Terminating Child Support in Florida
In this article, we’ll break down:
- General Provisions for the Termination of a Child Support Order
- Circumstances in Which a Child Support Order May Not Terminate
- Termination Based on Circumstances Not Included in the Original Order
- How to Begin the Process of Terminating Child Support in Florida
Terminating a child support order in Florida is often an uphill battle. That’s because in Florida, parents have a legal and moral obligation to support their child. Also, in child support cases, the court’s objective is to rule in the child’s best interest.
While it’s difficult to terminate a child support order, there are instances in which termination is possible. If you believe that your child support obligation should be terminated, here’s what you need to know.
3 General Provisions for Termination Built into Child Support Orders in Florida
In Florida, child support orders are required to state the following terms, each of which impacts the termination of child support in Florida:
1. An Acknowledgement that Child Support Ends When the Child Reaches Majority
In Florida, child support terminates on a child’s 18th birthday.
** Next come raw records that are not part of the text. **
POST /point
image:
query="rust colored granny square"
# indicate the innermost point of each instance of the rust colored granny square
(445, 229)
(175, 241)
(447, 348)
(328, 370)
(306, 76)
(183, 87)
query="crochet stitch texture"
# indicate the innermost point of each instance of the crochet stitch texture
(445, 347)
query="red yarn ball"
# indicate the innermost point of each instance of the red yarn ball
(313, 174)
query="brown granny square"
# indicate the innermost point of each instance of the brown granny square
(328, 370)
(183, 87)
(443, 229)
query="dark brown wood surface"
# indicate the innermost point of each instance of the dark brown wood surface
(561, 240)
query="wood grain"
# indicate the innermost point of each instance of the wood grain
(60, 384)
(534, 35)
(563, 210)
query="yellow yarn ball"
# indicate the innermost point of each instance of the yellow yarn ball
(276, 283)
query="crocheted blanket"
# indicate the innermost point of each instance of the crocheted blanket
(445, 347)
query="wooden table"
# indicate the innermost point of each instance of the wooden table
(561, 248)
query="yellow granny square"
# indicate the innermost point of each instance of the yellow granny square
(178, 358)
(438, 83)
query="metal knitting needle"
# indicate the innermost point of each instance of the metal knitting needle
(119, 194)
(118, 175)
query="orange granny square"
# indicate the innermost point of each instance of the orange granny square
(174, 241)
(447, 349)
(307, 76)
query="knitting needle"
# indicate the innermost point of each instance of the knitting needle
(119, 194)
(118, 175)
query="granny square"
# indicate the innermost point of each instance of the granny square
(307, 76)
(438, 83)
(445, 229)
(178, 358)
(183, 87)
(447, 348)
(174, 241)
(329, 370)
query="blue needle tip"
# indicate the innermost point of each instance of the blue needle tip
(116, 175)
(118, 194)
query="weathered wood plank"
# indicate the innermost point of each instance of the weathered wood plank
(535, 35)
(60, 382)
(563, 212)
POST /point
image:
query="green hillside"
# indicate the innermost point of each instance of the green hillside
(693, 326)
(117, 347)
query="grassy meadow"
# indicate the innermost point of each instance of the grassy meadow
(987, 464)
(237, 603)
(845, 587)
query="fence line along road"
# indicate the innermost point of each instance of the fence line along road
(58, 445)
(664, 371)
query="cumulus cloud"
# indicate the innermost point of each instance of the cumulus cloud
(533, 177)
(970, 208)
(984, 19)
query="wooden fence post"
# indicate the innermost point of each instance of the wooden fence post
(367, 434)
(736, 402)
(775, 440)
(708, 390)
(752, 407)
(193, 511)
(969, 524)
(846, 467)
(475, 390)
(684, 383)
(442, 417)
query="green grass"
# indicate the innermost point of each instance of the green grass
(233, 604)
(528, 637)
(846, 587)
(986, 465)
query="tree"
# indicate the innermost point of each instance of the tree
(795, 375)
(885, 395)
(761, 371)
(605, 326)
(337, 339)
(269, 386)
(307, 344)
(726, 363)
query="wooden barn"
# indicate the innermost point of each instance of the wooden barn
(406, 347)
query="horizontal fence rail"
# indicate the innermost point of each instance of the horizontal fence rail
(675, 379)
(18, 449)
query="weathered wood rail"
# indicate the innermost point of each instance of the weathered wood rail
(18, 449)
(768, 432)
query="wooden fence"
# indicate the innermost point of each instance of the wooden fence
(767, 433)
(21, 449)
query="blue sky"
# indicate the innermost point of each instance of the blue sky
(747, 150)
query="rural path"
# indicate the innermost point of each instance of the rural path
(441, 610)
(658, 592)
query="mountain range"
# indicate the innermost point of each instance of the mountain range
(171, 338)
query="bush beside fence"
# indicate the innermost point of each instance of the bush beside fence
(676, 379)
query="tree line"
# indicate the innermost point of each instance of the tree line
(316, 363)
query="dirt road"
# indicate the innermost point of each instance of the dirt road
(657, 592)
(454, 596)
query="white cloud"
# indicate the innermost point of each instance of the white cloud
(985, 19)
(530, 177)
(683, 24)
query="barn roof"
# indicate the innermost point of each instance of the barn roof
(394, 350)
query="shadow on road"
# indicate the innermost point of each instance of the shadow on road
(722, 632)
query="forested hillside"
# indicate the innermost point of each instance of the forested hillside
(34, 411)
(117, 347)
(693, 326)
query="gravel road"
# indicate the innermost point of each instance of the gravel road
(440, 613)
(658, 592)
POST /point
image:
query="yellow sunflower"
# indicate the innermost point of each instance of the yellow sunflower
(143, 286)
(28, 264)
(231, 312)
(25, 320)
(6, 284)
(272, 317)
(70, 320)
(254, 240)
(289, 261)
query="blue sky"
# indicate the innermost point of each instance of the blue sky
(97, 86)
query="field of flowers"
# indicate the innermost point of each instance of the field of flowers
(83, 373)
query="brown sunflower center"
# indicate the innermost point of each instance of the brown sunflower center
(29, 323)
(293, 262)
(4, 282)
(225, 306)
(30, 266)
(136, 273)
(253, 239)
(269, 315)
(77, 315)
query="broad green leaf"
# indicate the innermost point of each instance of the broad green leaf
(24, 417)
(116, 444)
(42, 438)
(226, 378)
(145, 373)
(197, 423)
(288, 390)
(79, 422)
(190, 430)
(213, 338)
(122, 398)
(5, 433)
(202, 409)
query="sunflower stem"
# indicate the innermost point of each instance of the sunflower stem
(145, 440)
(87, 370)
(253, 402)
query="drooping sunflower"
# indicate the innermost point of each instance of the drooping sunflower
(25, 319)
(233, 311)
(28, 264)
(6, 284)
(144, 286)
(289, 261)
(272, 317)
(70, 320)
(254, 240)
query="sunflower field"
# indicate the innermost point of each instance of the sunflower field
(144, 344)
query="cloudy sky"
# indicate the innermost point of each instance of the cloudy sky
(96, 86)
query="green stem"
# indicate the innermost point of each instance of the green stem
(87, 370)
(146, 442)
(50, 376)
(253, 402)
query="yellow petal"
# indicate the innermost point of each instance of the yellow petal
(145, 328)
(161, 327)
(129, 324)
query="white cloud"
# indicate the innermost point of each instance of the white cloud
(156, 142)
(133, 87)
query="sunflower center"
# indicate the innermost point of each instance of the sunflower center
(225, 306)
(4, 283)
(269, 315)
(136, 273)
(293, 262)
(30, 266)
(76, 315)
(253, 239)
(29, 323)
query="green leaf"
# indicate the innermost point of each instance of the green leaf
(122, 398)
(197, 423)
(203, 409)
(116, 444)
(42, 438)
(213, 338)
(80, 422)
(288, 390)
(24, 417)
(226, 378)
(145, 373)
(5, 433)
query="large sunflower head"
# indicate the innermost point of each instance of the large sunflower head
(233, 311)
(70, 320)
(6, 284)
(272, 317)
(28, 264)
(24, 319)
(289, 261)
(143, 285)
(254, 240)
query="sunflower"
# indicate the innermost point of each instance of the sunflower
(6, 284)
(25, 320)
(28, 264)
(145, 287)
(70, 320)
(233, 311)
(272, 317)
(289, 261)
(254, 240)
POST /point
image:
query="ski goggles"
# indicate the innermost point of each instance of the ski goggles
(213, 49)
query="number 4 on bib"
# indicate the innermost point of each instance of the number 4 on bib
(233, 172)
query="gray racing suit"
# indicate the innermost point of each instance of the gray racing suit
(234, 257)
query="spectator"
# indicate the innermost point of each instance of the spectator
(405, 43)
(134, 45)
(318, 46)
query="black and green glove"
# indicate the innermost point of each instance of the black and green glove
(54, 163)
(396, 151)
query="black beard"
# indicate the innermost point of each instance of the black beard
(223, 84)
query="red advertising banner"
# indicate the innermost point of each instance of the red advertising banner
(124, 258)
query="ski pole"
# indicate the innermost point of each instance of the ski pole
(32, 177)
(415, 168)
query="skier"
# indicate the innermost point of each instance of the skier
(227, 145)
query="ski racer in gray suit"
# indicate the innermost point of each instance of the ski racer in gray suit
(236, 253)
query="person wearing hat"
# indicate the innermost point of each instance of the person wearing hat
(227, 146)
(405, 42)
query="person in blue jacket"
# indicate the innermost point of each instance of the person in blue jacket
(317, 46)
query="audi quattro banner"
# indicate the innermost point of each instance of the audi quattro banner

There are, however, some exceptions which are discussed below.
2. A Payment Schedule for the Support of Additional Minor Children After One Reaches Majority
If your child support order includes more than one child, the order will need to include a support schedule. It should outline the support a parent is obligated to pay for all minor children at the time the child support order is created, and, also, the amount obligated once one or more children are no longer entitled to receive support.
3. The Exact Date of Termination
Even if your minor children are very young, your support order needs to include a termination date specifying the month, day, and year that either the reduction or termination of child support will become effective.
Circumstances in Which a Child Support Order May Not Automatically Terminate
Remember that child support is created for, and owed to, the child, not the parent receiving the check. For this reason, child support payments may not terminate in circumstances where the child is unable to support themselves by the time they reach majority.
As a result, there are some exceptions to the three provisions above, which are captured in Florida Statute 743.07(2).
The statute includes an exception for cases in which a child is dependent on their parents due to a mental or physical incapacity that began before they turned 18 years old.
It also includes an exception to the termination of child support when the child reaches majority if they turn 18 before graduating high school. If there’s a reasonable expectation that the child will graduate high school before they turn 19, child support can be extended to the time of graduation.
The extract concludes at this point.